Zum Thema (Fazit 86)
Johannes Tandl | 26. September 2012 | Keine Kommentare
Kategorie: Fazit 86, Fazitthema
Karriere mit Lehre. Geht das noch? Die Wirtschaft klagt lauthals darüber, dass immer weniger Jugendliche die Voraussetzungen für qualifizierte Facharbeiterberufe erfüllen. Eine Folge dieser Entwicklung ist, dass sich immer mehr Betriebe als Ausbildner verabschieden und darauf hoffen, ihren Personalnachwuchs von „irgendwoher“ decken zu können.
Klagten die Unternehmen früher nur in der Hochkonjunktur – immer dann, wenn der Arbeitsmarkt überhitzt war – über das schlechte Niveau der Lehrstellensuchenden, so hat die demographische Situation inzwischen dazu geführt, dass die offenen Stellen selbst in wirtschaftlichen angespannten Zeiten nicht besetzt werden können. So bleiben inzwischen tausende Lehrplätze unbesetzt, weil es an geeigneten Bewerbern mangelt.
Dass es in Österreich nach wie vor dennoch 300.000 Menschen gibt, die keine Arbeit finden, hängt mit einer anderen Entwicklung zusammen: Beim klassischen Hilfsarbeiter handelt es sich um eine aussterbende Spezies. Früher machten die klügsten zehn Prozent eines Jahrganges die Matura oder schafften es sogar auf die Uni. 40 Prozent der Pflichtschulabgänger rauften sich um die Lehrstellen und weitere 30 Prozent verdingten sich als ungelernte Arbeiter in Fabriken und auf Baustellen. Der Rest suchte oft gar nicht erst den Weg auf den Arbeitsmarkt.

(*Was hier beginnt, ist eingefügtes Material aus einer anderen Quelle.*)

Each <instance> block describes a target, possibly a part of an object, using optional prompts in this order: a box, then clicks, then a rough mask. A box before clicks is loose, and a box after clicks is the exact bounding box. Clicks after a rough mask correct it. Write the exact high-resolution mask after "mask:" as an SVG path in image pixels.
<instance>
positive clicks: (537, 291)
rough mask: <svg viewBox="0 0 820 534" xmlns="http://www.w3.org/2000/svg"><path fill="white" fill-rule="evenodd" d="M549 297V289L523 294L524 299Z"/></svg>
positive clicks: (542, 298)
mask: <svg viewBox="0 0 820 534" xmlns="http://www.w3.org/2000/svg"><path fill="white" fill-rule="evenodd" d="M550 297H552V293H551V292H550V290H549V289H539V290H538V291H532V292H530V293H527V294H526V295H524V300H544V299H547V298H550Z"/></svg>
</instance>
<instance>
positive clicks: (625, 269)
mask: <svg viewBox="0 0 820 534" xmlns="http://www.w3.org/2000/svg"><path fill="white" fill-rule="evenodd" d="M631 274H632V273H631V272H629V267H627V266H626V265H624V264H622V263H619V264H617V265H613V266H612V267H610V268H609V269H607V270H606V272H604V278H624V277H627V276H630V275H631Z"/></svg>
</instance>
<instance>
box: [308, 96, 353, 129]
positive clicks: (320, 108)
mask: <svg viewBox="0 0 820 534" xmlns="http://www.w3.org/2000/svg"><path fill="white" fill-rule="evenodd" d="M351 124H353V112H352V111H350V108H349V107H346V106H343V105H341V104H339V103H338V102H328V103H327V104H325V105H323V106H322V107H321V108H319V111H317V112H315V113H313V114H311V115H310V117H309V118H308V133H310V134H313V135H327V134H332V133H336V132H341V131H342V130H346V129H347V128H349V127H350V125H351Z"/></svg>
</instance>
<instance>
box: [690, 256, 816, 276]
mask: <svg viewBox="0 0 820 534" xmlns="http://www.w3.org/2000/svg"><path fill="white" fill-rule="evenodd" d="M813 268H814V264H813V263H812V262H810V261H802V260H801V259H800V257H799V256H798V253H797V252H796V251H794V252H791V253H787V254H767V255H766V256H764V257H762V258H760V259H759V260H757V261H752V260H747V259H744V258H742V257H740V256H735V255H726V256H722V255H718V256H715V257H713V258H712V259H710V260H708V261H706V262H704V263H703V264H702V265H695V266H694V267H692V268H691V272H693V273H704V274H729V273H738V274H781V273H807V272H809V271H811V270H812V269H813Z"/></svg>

Inzwischen klagen nicht nur die Lehrlingsausbildner über das Niveau der Schulabgänger. Denn als Folge der sinkenden Zahl an Jugendlichen haben auch die weiterführenden Schulen immer größere Probleme, die Klassen aufzufüllen. Die logische Folge: Es werden Jugendliche aufgenommen, die früher keinen Platz an einer weiterführenden Schule gefunden hätten. Damit wird das Potenzial für die Ausbildungsbetriebe weiter geschwächt. Und mit dem Niveau des Lehrstellensuchenden sinkt auch das Image der Lehre. Wo sind die Zeiten geblieben, in denen es gelernte Bankkaufleute ganz selbstverständlich bis zum Bankdirektor bringen konnten?
Die Wirtschaft versucht alles, um gegen die schleichende Entwertung der dualen Berufsausbildung anzukämpfen. Schließlich gilt sie als wichtigster Garant dafür, dass es in Österreich kaum jugendliche Arbeitslose gibt. Vor allem in den Handwerksberufen sind Fleiß, Geschick und Fingerfertigkeit für den beruflichen Erfolg immer noch gleich wichtig wie die schulischen Leistungen. Dennoch zeigten die meisten Eltern wenig Interesse, ihre Kinder mit einer Lehrausbildung in das Berufsleben starten zu lassen. Karriere mit Lehre ist heutzutage nur mehr mit zahlreichen Zusatzqualifikationen möglich und im Vergleich zu einer BHS-Matura ganz sicher der mühevollere Weg.